There was only sufficient evidence to conduct MAs of the critical error frequency for the observational studies.
The only significant results were for the comparison between the Diskus® and Turbuhaler® devices, odds ratio (OR): 2.90 [95% CI 1.41–5.96] (n = 9 studies) indicating fewer errors when using the Diskus® device, although the heterogeneity between studies was still very high (93.9% I-squared statistic). The pooled OR for critical error frequency favoured Turbuhaler® over MDI (OR: 1.76 [95% CI 0.53–5.85], n = 7 studies; 93.9% I-squared statistic) and Diskus® vs. MDI (OR: 5.01 [95% CI 0.87–28.69], n = 6 studies). However, in both cases, the heterogeneity between studies was >98% (I-squared statistic).

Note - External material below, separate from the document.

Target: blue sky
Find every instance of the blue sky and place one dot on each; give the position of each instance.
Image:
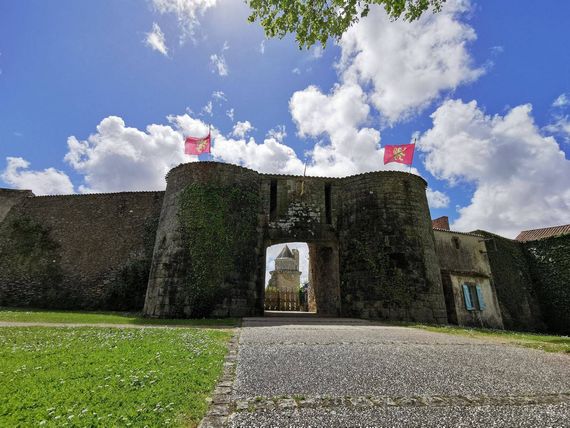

Trend differences were observed for the following device comparisons for critical errors: Turbuhaler® vs. MDI (OR: 1.76 [95% CI 0.53–5.85]), Diskus® vs. MDI (OR: 5.01 [95% CI 0.87–28.69]), and Turbuhaler® vs. Handihaler® (OR: 1.09 [95% CI 0.47–2.53]), but the results were non-significant.3, 11, 16, 18, 25, 28, 30, 31, 33,34,35,36,37,38,39
Impact of patient and study characteristics
The meta-regression analysis showed no significant findings for different baseline characteristics. However, a qualitative review of the extracted studies that analysed data according to, i) patient, ii) disease, and iii) other characteristics, and assessed the association of these factors with the likelihood of making a device error was conducted. A total of 37 primary studies assessed predictors of inhalation technique errors.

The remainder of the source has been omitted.